宗太郎、桜子さん、サラヤンが見守る中、僕はゆっくりとドアノブを回し扉の向こう側を確認した。
――そこには、兄貴が立っていた。
「なんだよ。冷やかしか?」
「そんな言い方はないだろー。なんつーか……アレだよ。ほら……んっ」
そう言って、兄貴は僕に何かが書かれたA4サイズの用紙を突きつけた。それは、入部届。部活欄には映画製作部と書かれており、名前欄には三途川愛希と書かれている。
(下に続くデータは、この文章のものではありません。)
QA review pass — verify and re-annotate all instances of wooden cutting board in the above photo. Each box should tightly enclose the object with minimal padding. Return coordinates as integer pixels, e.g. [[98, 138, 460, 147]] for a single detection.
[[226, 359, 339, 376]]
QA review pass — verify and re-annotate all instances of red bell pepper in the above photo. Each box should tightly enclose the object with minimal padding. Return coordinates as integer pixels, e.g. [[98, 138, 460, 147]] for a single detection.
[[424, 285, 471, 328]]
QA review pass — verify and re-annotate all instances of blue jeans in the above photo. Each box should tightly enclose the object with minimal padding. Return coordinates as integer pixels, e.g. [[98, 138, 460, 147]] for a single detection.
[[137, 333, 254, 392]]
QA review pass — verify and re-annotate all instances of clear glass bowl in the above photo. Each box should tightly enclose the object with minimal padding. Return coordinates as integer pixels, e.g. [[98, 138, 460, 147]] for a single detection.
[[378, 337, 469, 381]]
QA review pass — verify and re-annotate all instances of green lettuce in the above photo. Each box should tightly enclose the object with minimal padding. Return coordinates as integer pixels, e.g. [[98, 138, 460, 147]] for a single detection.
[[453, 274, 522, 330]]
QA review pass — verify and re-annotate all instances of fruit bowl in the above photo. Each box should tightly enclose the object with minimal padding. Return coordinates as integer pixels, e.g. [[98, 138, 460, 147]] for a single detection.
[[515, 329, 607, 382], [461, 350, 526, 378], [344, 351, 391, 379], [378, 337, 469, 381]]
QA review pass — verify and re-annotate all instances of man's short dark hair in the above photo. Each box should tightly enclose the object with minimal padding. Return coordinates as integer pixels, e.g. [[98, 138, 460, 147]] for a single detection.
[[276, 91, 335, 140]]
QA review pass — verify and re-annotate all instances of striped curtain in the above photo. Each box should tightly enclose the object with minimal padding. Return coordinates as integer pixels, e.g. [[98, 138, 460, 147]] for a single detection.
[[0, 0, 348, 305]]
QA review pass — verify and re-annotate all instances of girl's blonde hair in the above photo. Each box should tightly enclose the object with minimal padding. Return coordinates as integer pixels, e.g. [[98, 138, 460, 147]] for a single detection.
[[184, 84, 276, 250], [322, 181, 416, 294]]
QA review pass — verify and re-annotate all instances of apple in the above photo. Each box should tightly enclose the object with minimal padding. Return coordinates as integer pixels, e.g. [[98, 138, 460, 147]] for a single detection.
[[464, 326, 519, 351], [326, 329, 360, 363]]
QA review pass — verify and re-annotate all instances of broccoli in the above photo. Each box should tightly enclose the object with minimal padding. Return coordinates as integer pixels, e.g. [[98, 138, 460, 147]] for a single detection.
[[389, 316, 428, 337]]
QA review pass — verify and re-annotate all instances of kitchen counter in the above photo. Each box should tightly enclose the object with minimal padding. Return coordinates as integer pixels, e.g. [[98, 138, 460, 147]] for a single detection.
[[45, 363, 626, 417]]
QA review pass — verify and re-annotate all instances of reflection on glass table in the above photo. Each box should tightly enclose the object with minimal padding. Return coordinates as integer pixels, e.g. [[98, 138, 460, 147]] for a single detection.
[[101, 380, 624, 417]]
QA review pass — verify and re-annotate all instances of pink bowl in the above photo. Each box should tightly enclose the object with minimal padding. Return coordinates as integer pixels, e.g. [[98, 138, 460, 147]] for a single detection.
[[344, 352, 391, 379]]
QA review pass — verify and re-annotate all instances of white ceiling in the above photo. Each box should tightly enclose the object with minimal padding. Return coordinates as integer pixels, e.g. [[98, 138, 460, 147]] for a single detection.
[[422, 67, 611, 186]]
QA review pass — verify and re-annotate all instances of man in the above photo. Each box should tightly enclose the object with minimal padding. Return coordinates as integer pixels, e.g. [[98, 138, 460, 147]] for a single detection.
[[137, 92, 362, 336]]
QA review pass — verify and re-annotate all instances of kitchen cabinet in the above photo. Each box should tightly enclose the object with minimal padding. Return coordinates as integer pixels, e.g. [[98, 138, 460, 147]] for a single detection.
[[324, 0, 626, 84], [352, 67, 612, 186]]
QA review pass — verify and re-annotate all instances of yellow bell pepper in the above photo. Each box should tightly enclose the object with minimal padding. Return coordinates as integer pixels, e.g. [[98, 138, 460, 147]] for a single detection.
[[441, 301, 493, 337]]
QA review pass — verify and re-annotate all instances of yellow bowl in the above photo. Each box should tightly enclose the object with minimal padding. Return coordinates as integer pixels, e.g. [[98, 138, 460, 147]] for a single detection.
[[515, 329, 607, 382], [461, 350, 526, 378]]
「ほら、どうせ誰も来てないんだろ? だから俺が入ってやるよ。仕方なくな」
「そんな理由なら結構だ」
ようやく訪れた好機。だが、僕はそれを自ら切り捨てた。
「おい友希! この期に及んで何言ってんだよ?」
「宗太郎は黙ってろ」
自分でも馬鹿だと思ってる。自己中だとも思う。でも、僕は当初の目的を捨てた訳じゃないんだ。
「兄貴。僕は『映画が作りたい部員』が欲しいんだ。仕方なくとかそんな理由なら、いらない。兄貴だって後悔する」
僕は勿論のこと、桜子さんも映画作りを楽しんでいる。宗太郎だってなんだかんだでこの部に居座っているのは、映画作りが楽しいからだ。